First and foremost, it’s that joy that I mentioned. His shots are so crazy that his teammates seem to have the best time in the world watching him do his thing. As much as his teammates revel in his success, Curry celebrates theirs even more. His goofy, uninhibited celebrations are incredibly endearing and he doles them out with as much gusto for a Moses Moody and-one in the second quarter as he does for his own buzzer beater threes in the playoffs.
The second reason it works is because Curry makes the right basketball play at a high rate, even if that is occasionally a shot from the logo. His passing skills aren’t underrated but maybe a little under discussed just because of how great the shooting is. He uses his passing opportunistically, allowing his teammates to take advantage of the extra attention he draws.
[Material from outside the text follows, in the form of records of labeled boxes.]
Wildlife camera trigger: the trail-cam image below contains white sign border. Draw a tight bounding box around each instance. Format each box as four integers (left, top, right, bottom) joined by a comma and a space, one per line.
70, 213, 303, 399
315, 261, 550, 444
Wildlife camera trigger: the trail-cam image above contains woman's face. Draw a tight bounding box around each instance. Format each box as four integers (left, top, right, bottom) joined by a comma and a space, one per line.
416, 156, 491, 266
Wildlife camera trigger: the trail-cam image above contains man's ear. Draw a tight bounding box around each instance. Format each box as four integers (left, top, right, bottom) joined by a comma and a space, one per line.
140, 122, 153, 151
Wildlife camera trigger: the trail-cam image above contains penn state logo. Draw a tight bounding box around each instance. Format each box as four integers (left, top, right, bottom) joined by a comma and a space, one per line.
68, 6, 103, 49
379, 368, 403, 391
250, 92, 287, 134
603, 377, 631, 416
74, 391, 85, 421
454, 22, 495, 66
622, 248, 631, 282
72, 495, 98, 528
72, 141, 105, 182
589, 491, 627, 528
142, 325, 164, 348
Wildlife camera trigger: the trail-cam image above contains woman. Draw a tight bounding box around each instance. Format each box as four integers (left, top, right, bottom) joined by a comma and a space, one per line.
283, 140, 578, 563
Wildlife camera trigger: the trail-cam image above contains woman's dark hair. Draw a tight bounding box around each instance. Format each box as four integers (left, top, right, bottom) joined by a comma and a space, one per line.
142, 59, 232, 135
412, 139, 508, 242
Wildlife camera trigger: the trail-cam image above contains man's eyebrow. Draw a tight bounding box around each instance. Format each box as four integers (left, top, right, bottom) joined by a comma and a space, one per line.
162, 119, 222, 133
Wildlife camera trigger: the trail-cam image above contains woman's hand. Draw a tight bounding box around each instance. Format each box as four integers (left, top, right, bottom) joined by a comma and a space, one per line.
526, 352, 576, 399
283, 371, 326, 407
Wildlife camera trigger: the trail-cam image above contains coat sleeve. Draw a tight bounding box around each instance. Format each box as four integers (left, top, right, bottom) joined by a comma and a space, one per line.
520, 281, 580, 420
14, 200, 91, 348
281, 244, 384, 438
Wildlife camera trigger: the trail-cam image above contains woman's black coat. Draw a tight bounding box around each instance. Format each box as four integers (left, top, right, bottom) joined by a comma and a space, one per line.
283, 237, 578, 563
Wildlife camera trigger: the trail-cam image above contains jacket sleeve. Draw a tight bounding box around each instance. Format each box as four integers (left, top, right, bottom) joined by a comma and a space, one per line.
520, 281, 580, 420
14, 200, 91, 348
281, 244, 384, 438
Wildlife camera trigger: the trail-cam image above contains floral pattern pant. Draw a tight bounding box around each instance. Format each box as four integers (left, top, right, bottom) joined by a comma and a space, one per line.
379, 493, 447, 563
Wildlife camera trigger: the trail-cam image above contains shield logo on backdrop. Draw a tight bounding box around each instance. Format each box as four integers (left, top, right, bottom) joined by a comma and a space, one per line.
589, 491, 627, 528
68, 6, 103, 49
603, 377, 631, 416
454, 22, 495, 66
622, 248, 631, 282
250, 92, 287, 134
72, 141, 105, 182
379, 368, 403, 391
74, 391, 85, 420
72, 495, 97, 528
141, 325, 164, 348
Curry has come up even more squarely in the player empowerment era than Duncan and yet he’s had the same steadfast dedication to his team. The Warriors have built a very family oriented atmosphere, where the kids are allowed to run around, hang out, and grow up together. The players and coaches certainly have their differences, mostly stemming from Draymond Green, but the fact that they’ve been able to stick together this long in this day and age is a true testament to the man at the center of it all.
Nikola Jokic
Jokic has almost all the tools you’d want in an NBA player - he’s 7 feet tall, unbelievably coordinated, hardworking, brilliant, and creative. He’s just not super athletic. You’re never going to see him blow by anyone off the dribble, jump over someone for a dunk, or sky for a rebound over Giannis. But therein lies his super power. Jokic knows he can’t do any of those things so he never tries them, and he has all the skills to do literally everything else there is to do on a basketball court.
If your team is going against the Nuggets, you can expect:
A barrage of hook shots from the center of the paint.
Weird floaters banking off the top of the glass and going in.
The most unexpected passes you’ve ever seen done so casually that you might not even recognize how mind blowingly difficult they are.
Your team is probably going to lose
I’m beating a dead horse here, but in the same way that Russell, Magic, Duncan, and Curry’s ability to make the right basketball play inspires their teammates to put forth their best efforts, Jokic may be the greatest of all-time in that specific regard.
The world fell in love with Jokic after the Nuggets won the NBA Championship in 2023 and all he wanted to do was go home to Serbia to be with his family and his horses. He hilariously got upset when he found out he had to stay in America a couple extra days to attend the parade, and then subsequently got super drunk at the parade and proclaimed his love for parade.
These players have a lot in common with other NBA greats. They’re hypercompetitive, dedicated, singular athletes. What really makes them unique is where they place their priorities on and off the court. They value family, community, hard work, and integrity and as a result the winning culture follows springs forth inherently.
This list includes 26 championships, with two players still hoping to add to their count. More importantly, they leave behind legacies of deep respect and fondness. I dare you to find someone (outside the NBA memes comment section) who will say a bad word beyond “I hate that guy, he beat my team” about one of these guys. I dare you to find a teammate, coach, or GM who complains them. If you do find someone hating on Russell, Magic, Duncan, Curry, or Jokic, it will probably make my point clearer to you than these 2500 words ever could.